| name | readme-guidelines |
| description | Review or write README content for open-source projects. Enforces progressive disclosure, jargon-free language, and single-concept code examples. Use when asked to "write README", "review README", "update README", or "check docs". |
| argument-hint | <file-or-section> |
| metadata | {"author":"Celesto Team","version":"1.0.0"} |
README Guidelines
Review or write README content following these principles. The goal is easy onboarding for both newcomers and advanced users.
Core Principles
1. Progressive disclosure of complexity
Structure content so readers can stop at any point and still have a working mental model. Each section should be usable on its own:
- Lead with the simplest outcome (one-liner, quickstart)
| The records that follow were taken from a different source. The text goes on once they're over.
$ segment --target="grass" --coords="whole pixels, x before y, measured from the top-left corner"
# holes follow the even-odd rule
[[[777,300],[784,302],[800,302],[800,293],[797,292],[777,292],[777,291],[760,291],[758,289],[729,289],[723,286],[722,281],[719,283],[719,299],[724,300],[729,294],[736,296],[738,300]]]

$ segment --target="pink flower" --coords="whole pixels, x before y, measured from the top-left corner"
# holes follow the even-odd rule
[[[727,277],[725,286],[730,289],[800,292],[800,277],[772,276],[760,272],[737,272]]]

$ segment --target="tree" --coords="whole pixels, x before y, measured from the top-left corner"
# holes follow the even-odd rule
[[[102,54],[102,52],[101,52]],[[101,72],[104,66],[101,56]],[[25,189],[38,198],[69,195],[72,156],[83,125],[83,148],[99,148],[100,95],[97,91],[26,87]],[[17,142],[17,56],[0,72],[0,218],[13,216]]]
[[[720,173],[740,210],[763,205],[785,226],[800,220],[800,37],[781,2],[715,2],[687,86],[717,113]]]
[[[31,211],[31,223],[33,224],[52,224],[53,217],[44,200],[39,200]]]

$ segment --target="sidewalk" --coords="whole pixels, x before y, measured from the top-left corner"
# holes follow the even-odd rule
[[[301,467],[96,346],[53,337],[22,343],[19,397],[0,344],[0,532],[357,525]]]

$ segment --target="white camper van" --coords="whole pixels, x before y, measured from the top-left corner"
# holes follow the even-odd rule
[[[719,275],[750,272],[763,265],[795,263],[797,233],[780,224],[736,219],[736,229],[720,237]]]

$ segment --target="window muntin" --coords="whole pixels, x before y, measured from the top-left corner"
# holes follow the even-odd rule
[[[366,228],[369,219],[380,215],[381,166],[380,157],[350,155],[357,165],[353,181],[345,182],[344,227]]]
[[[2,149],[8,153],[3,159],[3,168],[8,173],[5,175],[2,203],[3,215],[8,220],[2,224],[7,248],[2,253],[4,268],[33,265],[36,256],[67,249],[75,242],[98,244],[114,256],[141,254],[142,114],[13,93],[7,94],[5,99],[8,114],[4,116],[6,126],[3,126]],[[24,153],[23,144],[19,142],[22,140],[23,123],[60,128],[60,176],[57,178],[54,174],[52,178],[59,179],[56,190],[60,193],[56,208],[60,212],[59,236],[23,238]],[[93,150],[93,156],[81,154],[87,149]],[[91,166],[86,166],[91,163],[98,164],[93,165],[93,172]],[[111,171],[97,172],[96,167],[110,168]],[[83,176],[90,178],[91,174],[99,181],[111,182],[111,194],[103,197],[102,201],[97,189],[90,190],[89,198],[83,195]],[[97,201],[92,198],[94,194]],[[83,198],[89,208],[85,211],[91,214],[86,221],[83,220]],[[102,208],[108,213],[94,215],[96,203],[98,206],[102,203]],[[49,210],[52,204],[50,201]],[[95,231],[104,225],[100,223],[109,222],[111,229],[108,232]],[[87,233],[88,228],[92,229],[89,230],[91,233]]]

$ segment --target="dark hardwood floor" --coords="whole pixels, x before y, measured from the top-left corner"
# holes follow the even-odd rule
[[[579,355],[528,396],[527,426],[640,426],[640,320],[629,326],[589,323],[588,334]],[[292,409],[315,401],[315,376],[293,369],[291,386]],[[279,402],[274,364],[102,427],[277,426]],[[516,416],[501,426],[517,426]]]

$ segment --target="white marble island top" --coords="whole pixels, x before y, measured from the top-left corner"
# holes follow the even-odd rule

- Add detail in subsequent sections
- Advanced topics (integrations, internals, performance) come last
- Never require reading ahead to understand what's in front of you
2. One concept per code example
Each code block should demonstrate exactly one idea. If a snippet requires the reader to understand two or more new things simultaneously, split it.
Wrong — introduces sandbox creation AND environment variables at the same time:
with SmolVM(env={"API_KEY": "secret"}) as vm:
vm.run("curl $API_KEY")
Right — teaches sandbox creation first, env vars in a separate example:
with SmolVM() as vm:
vm.run("echo 'hello'")
3. Jargon-free language first, depth second
Explain every concept as if talking to a first-year CS student before using technical terms. Then go deeper if the reader needs it.
- Bad: "SSH host keys are accepted on first connection via TOFU"
- Good: "SmolVM automatically trusts new sandboxes on first connection to keep setup simple. (This is called trust-on-first-use, or TOFU — the same approach your browser uses for new websites.)"
4. Introduce before you use
Never use a value, flag, or identifier in a code block without explaining where it comes from. If a command prints a session_id, show that command before any command that takes session_id as input.
Review Checklist
When reviewing a README, check each section against these rules:
Output Format
For each violation found, output:
Line <N>: [rule violated]
Current: <quote the problematic text>
Fix: <suggested rewrite>
Then provide a revised version of any section that has more than one violation.